The Money and Credit Council approved the outlines of a plan to streamline policies and procedures for recapitalization of manufacturing units.
Proposed by the Central Bank of Iran, the plan is dubbed “productive credit certificate” and was approved after extensive studies by CBI experts.
The action plan will be discussed in detail in the upcoming MCC meeting, according the CBI website.
In a meeting with representatives from the Iran Chamber of Commerce, Industries, Mines and Agriculture in October, CBI boss Abdolnasser Hemmati said the plan would help banks meet the financial needs of manufacturing units without creating “non-productive liquidity”.
As per the plan, lenders will help credit-worthy businesses by offering a six-month tradable credit certificate similar to a LC. The certificate should be submitted to the supplier of raw materials, machinery and equipment.
Like shares, certificates can be traded in the stock market and the supplier can cash it in the market.
It appears that the main purpose behind the scheme is to avoid inflation emanating from the inflow of new liquidity.
“By doing so, we are trying to finance manufactures without raising liquidity and in ways other than pumping new cash,” Hemmati told reporters on the sidelines of a Cabinet meeting on Wednesday.
It could be inferred from Hemmati’s statements on not using liquidity for non-productive sectors that rampant liquidity over the past several years has not been used to help fund the working capital of manufacturing units.

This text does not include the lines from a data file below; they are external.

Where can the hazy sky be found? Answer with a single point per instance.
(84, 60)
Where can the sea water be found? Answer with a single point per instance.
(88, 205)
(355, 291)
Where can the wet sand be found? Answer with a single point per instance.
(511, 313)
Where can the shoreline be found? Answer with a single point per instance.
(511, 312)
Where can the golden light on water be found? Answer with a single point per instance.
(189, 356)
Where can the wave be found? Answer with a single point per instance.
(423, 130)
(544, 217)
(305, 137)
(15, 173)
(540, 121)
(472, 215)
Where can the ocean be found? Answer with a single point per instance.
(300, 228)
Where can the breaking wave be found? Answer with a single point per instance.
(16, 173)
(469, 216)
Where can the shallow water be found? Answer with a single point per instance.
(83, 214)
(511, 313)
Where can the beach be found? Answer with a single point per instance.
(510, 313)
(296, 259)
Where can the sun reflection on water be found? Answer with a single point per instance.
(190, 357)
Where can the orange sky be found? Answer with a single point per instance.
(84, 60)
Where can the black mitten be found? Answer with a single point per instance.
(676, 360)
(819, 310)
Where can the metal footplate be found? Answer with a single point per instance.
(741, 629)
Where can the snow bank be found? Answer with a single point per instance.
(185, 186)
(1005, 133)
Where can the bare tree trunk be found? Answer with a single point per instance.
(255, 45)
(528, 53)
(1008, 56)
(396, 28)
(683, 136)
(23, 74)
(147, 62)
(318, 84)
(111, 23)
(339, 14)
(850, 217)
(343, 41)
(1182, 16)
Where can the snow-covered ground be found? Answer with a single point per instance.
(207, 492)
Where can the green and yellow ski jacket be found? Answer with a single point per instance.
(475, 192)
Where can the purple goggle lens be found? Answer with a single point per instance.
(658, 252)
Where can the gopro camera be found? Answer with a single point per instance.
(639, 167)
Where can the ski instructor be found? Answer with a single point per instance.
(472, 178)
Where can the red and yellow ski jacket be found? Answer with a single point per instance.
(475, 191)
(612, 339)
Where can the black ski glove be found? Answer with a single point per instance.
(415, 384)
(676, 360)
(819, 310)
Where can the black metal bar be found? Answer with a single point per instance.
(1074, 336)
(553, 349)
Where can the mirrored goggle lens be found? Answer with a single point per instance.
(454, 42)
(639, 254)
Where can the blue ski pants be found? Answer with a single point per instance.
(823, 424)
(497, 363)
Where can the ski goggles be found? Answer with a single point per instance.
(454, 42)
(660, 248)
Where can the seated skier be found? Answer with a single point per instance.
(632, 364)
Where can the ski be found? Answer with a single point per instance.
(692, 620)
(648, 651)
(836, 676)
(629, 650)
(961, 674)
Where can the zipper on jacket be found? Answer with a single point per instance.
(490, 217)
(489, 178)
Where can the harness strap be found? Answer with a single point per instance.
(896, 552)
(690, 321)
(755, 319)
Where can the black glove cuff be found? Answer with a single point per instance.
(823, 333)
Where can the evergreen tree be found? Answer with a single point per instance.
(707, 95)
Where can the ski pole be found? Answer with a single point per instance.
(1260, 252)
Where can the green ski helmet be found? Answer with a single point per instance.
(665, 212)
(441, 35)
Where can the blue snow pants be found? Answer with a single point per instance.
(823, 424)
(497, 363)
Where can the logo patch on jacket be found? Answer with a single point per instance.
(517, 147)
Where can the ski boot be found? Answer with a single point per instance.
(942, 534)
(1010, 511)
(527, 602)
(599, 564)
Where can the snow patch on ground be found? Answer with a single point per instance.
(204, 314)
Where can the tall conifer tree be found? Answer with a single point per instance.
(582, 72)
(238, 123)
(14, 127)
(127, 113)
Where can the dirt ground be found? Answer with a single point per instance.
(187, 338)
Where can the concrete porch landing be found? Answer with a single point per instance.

Rather, it was injected in non-productive activities, particularly in currency trade, real estate and the chaotic auto market, which in turn increased public demand in the three sectors and consequently led to price gauging and galloping inflation with no one ready to take responsibility.
25% Growth in Liquidity
Liquidity is Iran surpassed 197, 99.1 trillion rials ($172 billion) by end of third month of the current calendar year to June 21, according to a CBI report. This indicates a 25.1% growth compared to the corresponding month last year.
Although few details are known about the plan, the ultimate goal seems to help ensure that funds earmarked for manufactures are strictly used for the intended purpose, not for non-productive needs like brokerages and avaricious intermediaries.
Earlier CBI’s Hemmati reiterated plans to readjust policies regarding recapitalization of manufacturing units and ensure that the loans are in the service of raising production levels and curbing inflation.
“Any plan undertaken for recapitalization should in the first place ensure that the loans meet the working capital needs of businesses. Second, it should be utilized only by production units. Should this not happen, the result would be more inflation and more price shocks”, Hemmati wrote in an Instagram post.
According to a report on corporate loans, banks and credit institutions paid 3, 382 trillion rials ($29 billion) during the first six months of the current fiscal year (March 20- Sept. 22), out of which 2,111.7 trillion rials ($18 billion) was given to help recapitalize manufactures.
Representing more than 55% of the total loans in H1, the figure indicates a year-on-year hike of 13.5%, with the mining and industrial sector topping the list at 40.8%.
The CBI said the large share of recapitalization loans was largely due to the regulator’s concerns about manufactures struggling in the increasingly difficult economic climate, coupled with the tanking of the rial, higher raw material prices and mounting pressure of the new US economic sanctions.
Production costs have surged in recent months following sharp volatility in currency rates last year that pulled the rial to unprecedented lows. By extension this resulted in steep price rises of goods and services sourced from in and outside the country.
The volatility and instability pushed many businesses toward insolvency as most struggled to meet their capital needs from banks already saddled with soured loans and bad debts.